Analytical and Experimental Study of Beam Torsional Stiffness With Large Axial Elongation

Abstract

The axial force and effective torsional stiffness versus axial elongation are investigated analytically and experimentally for a beam of circular cross section and made of an incompressible material that can sustain large elastic deformation. An approach based on a strain energy function identical to that used in linear elasticity, except with its strain components replaced by those of some finite-deformation tensor, would be expected to provide only limited predictive capability for this large-strain problem. Indeed, such an approach based on Green strain components (commonly referred to as the geometrically nonlinear theory of elasticity) incorrectly predicts a change in volume and predicts the wrong trend regarding the experimentally determined axial force and effective torsional stiffness.
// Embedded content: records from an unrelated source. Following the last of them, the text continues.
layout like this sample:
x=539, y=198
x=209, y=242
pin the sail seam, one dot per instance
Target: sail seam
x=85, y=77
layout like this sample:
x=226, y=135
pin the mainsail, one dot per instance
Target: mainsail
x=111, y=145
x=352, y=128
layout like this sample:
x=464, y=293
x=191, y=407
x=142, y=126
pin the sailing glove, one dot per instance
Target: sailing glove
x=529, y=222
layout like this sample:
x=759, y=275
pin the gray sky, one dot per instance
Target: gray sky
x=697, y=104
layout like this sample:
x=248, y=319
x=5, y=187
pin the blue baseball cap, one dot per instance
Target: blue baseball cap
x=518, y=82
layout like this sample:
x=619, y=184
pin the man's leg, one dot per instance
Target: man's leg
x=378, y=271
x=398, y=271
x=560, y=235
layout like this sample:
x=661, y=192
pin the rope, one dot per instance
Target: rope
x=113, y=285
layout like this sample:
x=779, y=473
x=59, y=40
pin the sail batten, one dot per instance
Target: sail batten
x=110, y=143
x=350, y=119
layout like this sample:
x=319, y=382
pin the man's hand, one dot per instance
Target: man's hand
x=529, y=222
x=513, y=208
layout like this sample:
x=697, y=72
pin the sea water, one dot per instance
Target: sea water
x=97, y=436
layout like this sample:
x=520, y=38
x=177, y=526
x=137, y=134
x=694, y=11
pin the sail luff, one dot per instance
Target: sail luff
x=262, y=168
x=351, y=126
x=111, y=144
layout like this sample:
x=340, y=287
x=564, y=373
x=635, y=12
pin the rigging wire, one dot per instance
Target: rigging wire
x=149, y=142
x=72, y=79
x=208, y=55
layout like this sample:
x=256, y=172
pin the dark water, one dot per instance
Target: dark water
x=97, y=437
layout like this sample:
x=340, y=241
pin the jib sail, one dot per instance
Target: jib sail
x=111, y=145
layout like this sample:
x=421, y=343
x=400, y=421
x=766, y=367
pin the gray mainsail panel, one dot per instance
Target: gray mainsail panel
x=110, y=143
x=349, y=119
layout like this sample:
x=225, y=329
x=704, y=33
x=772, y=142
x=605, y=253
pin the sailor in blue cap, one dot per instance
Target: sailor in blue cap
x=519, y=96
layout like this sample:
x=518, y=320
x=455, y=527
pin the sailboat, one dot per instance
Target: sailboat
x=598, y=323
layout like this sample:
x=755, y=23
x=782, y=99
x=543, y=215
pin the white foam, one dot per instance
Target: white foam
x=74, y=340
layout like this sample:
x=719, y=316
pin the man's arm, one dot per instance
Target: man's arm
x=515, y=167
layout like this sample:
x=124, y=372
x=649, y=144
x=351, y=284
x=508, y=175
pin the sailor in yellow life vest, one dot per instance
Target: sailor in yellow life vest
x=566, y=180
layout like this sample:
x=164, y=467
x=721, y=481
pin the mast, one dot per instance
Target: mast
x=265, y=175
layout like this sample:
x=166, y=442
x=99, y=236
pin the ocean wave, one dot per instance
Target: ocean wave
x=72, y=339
On the other hand, use of the same strain energy function, only with the Hencky logarithmic strain components, correctly predicts constant volume and provides excellent agreement with experimental data for lateral contraction, tensile force, and torsional stiffness—even when the axial elongation is large. For strain measures other than Hencky, the strain energy function must be modified to consistently account for large strains. For comparison, theoretical curves derived from a modified Green strain energy function are added. This approach provides results identical to those of the Neo-Hookean formulation for incompressible materials yielding fair agreement with the experimental results for coupled tension and torsion. An alternative approach, proposed in the present paper and based on a modified Almansi strain energy function, provides very good agreement with experimental data and is somewhat easier to manage than the Hencky strain energy approach.